Pasta with watercress pesto

Prep
10m
Cook
10m
serves
4
Pasta with watercress pesto
Pasta with watercress pesto
Pasta with watercress pesto
The delicious watercress pesto makes simple pasta dinners feel special.

Ingredients (9)

  • 120g watercress sprigs*
  • 1 cup (100g) grated parmesan, plus extra to garnish
  • 50g pine nuts, toasted
  • 2 garlic cloves, chopped
  • 2 teaspoons grated lemon rind
  • 5 tablespoons (100ml) olive oil, plus extra to drizzle
  • 400g spaghetti or tagliatelle
  • 12 cherry tomatoes, halved
  • 12 pitted black olives

Method

  • 1.
    Preheat the oven to 180°C.
  • 2.
    Roughly chop 80g of watercress, and place in a food processor with half the parmesan, the pine nuts, garlic and lemon rind. Gradually add the oil and process to form a smooth paste.
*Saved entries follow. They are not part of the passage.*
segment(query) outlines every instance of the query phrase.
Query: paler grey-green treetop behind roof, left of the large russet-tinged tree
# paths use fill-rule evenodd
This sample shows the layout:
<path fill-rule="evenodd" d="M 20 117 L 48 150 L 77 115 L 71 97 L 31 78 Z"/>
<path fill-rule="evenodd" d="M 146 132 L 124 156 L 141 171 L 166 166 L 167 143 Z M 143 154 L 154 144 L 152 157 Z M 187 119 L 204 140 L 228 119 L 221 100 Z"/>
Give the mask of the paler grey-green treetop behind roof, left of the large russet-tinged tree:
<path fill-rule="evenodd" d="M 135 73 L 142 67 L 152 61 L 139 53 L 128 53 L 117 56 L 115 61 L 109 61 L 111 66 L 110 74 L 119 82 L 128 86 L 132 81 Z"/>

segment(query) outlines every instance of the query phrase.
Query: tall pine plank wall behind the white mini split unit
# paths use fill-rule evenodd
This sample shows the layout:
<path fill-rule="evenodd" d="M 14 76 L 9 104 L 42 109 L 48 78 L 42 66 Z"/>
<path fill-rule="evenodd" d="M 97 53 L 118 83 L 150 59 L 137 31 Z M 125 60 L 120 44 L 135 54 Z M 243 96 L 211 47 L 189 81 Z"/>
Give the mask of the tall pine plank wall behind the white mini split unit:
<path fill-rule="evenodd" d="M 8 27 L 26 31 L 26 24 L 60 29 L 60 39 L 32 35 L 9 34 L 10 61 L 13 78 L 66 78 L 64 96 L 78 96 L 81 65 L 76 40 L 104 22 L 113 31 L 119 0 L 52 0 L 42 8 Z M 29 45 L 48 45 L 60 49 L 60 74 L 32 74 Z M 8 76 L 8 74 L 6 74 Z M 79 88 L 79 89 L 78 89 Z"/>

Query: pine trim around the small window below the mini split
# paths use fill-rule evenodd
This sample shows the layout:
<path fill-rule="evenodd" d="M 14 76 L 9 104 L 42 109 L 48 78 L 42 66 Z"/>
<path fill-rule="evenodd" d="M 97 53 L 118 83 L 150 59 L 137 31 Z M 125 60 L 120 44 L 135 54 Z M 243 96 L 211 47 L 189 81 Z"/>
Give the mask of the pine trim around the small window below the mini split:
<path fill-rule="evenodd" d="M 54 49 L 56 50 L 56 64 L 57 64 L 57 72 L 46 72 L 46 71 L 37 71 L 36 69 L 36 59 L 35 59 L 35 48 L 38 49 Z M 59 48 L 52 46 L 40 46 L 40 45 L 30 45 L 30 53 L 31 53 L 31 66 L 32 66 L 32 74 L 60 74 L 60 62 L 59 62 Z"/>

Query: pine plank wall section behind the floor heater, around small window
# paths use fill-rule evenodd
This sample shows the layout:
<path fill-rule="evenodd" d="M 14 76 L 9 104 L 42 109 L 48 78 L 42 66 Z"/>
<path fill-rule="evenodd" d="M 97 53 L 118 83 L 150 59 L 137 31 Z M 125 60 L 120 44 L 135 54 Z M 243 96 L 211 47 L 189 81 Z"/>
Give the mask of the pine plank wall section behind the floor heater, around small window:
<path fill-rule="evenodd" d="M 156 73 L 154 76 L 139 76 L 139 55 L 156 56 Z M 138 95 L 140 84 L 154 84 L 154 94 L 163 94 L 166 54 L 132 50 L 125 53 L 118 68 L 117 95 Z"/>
Season with salt and pepper.
  • 3.
    Cook the pasta in a large pot of salted boiling water until al dente.
  • 4.
    Meanwhile, place the tomatoes, cut-side up, on a baking tray. Drizzle with olive oil and season with salt and pepper. Cook in the oven for 6-8 minutes or until just starting to wilt. Toss the pasta with the pesto, tomatoes, olives and the remaining parmesan and watercress.